I confirm the peak allocation difference. I think that implementation can be a bit simpler though, my suggestion is below.

ELF/Writer.cpp
875	It can be a bit simpler I think: (RAM profiling shows that the version below consume the same amount of memory). std::vector<Relocation> Buffer; // <new comment> auto WithBuffer = [&](InputSectionBase &Sec) { Fn(Sec); Buffer = std::move(Sec.Relocations); Sec.Relocations = Buffer; };

ELF/Writer.cpp
875	That would reduce peak allocation, but each call to Fn is still allocating a new buffer, no? But does suggest a way to simplify it a bit.
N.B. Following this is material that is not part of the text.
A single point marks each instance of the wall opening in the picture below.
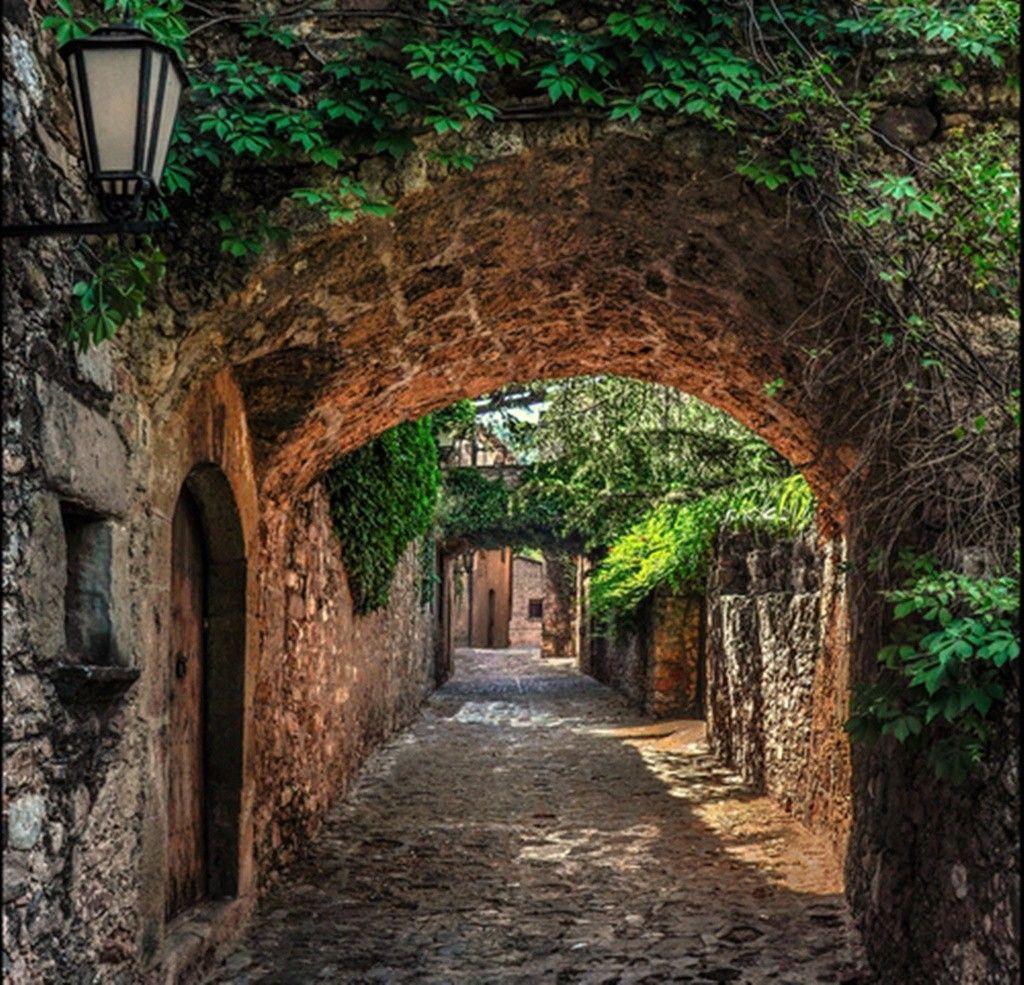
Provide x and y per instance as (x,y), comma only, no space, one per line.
(87,590)
(207,692)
grimar added inline comments.Apr 27 2018, 8:06 AM

ELF/Writer.cpp
875	CPU time was about the same as the original code for my way I think. Your way should be slightly faster though: I observed a minor speed up between original and your version. It was: Original CPU time total (3 runs): 2632, 2637, 2622. Patch: 2604, 2610, 2592. So it is about 0.5% I think. Results seem was more or less stable. I do not have precise numbers for my version underhand (I can retest it if you think it worth, but it was something about original code numbers). I think the simplicity of implementation makes more sense here probably (and I hope we will be able to use `shrink_to_fit` one day).

• espindola added inline comments.Apr 27 2018, 8:09 AM

ELF/Writer.cpp
875	Testing the suggestion the peak memory is indeed the same, but the total memory allocated is actually higher: master 765.92 564.2 patch 748.16, 545.7 patch2 865.48, 545.7

I wonder if you can make a guess on how many relocations will be inserted to the vector. We know the number of relocations for each input section, so calling reserve() might work.

In D46145#1081117, @ruiu wrote:

I wonder if you can make a guess on how many relocations will be inserted to the vector. We know the number of relocations for each input section, so calling reserve() might work.

I think reserve() is exactly what causes high peaks now. We already call it. See:
https://github.com/llvm-mirror/lld/blob/master/ELF/Relocations.cpp#L1020

Then maybe we should remove it?

In D46145#1081118, @grimar wrote:

In D46145#1081117, @ruiu wrote:

I wonder if you can make a guess on how many relocations will be inserted to the vector. We know the number of relocations for each input section, so calling reserve() might work.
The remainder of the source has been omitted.